Flavoring Your Kombucha
First thing, remove your SCOBY and place it in a clean, sanitized container. Then remove 8 ounces of your brewed tea (or enough to cover your SCOBY) and add the starter tea to the SCOBY container. This will be your starter tea for next time. You may also have a second SCOBY that formed on top of the first, it’s likely small and thin. It’s okay to combine the two SCOBYs until the second is larger.
Next, pour the remaining kombucha into clean, sanitized mason jars leaving about 1 inch of air at the mouth. This is important because you will need a small amount of space to create the effervesence.
When it comes to flavoring, it’s totally up to you and what you prefer. I like ginger and lemon flavored kombucha as well as raspberry and blueberry so those are the flavors I chose to use in my tea. When flavoring with fruit, you should use fresh juice. I did this by defrosting frozen blueberries and raspberries and squeezing the juice (discarding the pulp). Same thing with the lemon.
For Blueberry Lemon: add 2 tablespoons blueberry juice and 1 tablespoon lemon juice to 1 jar and cap tightly with a lid
For Raspberry Ginger: add 2 tablespoons raspberry juice and 3 slices of peeled ginger to 1 jar and cap tightly with a lid
For Lemon Ginger Zinger: add 3 peeled ginger slices and 2 tablespoons lemon juice to 1 jar and cap tightly with a lid
Add Some Bubbles
For bubbly kombucha, you need to let the tea brew a second time, this is called a second fermentation. Just place the capped tea back into your dark, quite place and let it sit one about week.
After a week, put your kombucha in the fridge and this will stop the fermentation process. Let it chill and you’re ready to drink it! If you taste it and want more bubbles in the future, try letting it sit up to 10 days before refrigerating.
Drink Up!
I found my kombucha was a bit cloudier than the kind I typically buy at the store — and THAT’S OKAY! It’s totally dependent on the SCOBY, what you add to it, how long you let it ferment.
I also found my kombucha was stronger than store-bought. Because of this, I recommend drinking only a half-cup at a time until your body adjusts. Remember, kombucha is full of probiotics and healthy bacteria but that doesn’t mean your body can instantly digest all of it. Your kombucha should last for up to a month if sealed and refrigerated.
When you’re ready to brew again, start the process all over. If you want to wait a while, learn how to keep your SCOBY happy until you’re ready to start your next fermentation.
A Few Tips
- When determining your first fermentation time, take into consideration whether or not you’ll do a second ferment. If you do, remember your kombucha will continue to brew during the second fermentation — meaning it will become more vinegary.
- My recommendation is to lessen the time of your first fermentation to counteract the additional time during your second fermentation.
- Your kombucha and SCOBY may look a little weird.
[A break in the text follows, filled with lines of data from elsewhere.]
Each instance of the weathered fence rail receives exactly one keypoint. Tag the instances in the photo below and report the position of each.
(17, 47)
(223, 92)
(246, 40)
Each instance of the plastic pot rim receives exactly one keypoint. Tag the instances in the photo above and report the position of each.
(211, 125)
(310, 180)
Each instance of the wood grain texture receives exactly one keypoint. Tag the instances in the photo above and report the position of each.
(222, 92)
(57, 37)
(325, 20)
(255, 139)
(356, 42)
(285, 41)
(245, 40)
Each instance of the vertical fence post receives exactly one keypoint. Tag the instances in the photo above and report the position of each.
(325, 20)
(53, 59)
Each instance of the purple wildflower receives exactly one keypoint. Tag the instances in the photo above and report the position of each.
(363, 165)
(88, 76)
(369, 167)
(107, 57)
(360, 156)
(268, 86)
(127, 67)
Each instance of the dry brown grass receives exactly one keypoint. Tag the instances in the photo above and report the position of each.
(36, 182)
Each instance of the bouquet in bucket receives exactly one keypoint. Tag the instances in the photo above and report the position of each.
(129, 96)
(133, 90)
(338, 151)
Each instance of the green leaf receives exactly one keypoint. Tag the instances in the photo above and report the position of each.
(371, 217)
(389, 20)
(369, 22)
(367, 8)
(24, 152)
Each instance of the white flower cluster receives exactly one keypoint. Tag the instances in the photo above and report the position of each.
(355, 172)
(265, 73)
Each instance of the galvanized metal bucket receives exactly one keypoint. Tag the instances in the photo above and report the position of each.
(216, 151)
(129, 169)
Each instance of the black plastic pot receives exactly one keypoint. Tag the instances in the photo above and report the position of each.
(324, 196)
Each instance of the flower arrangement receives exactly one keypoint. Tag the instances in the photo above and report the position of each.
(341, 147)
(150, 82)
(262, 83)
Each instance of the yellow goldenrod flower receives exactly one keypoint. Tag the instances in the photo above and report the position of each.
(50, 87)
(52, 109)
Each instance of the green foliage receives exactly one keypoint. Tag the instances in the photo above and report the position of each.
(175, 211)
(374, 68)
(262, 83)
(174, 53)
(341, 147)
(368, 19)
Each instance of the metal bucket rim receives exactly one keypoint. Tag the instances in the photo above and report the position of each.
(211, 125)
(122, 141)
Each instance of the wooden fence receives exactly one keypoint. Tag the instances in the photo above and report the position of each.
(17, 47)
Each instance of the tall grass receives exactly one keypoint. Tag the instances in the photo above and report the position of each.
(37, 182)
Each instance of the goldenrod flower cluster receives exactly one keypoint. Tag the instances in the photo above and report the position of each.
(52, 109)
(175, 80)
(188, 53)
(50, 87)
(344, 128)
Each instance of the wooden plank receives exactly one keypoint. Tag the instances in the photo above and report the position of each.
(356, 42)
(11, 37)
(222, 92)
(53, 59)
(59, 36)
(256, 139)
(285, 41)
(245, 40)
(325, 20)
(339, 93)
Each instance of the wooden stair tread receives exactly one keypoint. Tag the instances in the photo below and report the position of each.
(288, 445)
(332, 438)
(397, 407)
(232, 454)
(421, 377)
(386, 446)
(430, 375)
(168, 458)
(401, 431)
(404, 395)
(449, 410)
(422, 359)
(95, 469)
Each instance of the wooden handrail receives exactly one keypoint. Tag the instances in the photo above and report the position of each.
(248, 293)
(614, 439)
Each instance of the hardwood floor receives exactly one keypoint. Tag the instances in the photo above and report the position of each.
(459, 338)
It’s okay, you’re going to see stuff happening to your SCOBY — it’s made of bacteria and yeast, it’s a living organism. You will likely see the mother of the SCOBY (brown stringy stuff), don’t be alarmed — it’s totally okay!
- If you get really nervous, check out the Kombucha Kamp site to compare healthy SCOBYs to your own.
- When you open your kombucha to drink it, you may have a few baby SCOBYs floating around in the jar. Just skim them off the top and toss them (at least that’s what I did). They formed during the second fermentation and it’s 100% expected. If you put peeled ginger into your kombucha, also discard that.
- If your kombucha was too sweet, try adjusting the initial sugar amount added during the first brew — but remember the SCOBY is made of yeast and yeast need sugar to grow so too little sugar can kill your SCOBY.
- Or try adjusting your fermentation time, the longer it ferments the less sweet your tea will be!
- After each fermentation, your SCOBY will have a buddy growing along side it (sometimes even a few) once they reach the size of your original SCOBY, it’s a good idea to separate the two or give the spare to a friend. You wouldn’t want your SCOBYs competing for resources!
Have you ever made kombucha? Do you have any special tips to add?